Blockchain, as more and more people are finding out, is a ledger system for keeping records. More specifically, blockchain is an open (i.e. public, not held inside one company, unless it’s a private blockchain) distributed (it exists on many computers) immutable (it can not be altered, in theoretical terms, although it can be reverse-engineered and compromised to degrees) and permanent (needs no explanation) ledger system to record transactions between two parties.
Built initially as the underpinning foundation for Bitcoin and other cryptocurrencies, blockchain has since been applied to other use transaction-focused use cases.

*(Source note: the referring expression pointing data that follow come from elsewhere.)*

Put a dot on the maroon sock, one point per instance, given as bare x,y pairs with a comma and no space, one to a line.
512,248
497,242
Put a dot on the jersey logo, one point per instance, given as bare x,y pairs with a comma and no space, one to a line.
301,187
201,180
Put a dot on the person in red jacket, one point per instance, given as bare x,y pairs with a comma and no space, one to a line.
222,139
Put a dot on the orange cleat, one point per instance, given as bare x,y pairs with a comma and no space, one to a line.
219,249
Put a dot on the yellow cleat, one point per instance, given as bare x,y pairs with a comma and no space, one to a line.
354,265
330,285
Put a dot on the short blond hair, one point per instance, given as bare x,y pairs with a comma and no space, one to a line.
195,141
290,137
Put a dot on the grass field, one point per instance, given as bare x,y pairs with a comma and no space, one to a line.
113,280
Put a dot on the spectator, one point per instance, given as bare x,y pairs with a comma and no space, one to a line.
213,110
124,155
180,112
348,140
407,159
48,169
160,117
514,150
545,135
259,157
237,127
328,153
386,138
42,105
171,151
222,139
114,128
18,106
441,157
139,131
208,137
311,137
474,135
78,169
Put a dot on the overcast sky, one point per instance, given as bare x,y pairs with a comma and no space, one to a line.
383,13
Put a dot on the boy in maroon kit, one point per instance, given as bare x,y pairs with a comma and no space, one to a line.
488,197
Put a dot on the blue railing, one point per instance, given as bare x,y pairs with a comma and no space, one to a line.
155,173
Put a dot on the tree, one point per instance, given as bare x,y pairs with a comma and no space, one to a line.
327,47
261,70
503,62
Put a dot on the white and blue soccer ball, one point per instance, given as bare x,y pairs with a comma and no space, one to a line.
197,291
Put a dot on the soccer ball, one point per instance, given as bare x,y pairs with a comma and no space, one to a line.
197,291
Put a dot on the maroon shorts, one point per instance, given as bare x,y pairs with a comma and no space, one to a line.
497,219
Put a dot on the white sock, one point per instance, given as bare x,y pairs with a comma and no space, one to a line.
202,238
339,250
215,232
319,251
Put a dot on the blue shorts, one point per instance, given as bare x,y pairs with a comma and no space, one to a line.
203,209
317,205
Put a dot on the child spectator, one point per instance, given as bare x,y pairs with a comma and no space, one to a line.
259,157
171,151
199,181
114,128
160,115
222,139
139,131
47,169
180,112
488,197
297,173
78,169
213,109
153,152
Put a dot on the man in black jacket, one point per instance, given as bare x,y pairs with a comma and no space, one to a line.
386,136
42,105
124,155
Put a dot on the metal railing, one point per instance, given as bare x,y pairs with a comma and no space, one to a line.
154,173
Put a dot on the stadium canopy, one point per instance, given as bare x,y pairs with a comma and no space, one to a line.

What is a blockchain Operating System?
So if blockchain is blockchain and your computer, tablet and smartphone has an Operating System (OS) such as Windows, Apple OS X or iOS, Linux or Android… then what is a blockchain Operating System?
Actually the question should be: what is mobile blockchain-enabled virtual Operating System? First emerging for smartphones (hence the mobile prefix), a blockchain-enabled virtual operating system is one that gives the mobile device the ability to combine communication and commerce in a single unified platform. The ‘virtual’ aspect meaning that the intelligent stuff happens back in the cloud datacenter, not on the device itself per se.
The emergence of this newly unified technology proposition means that, in the theory at least, users can start engaging with blockchain-based services on smartphones with security and privacy already locked down.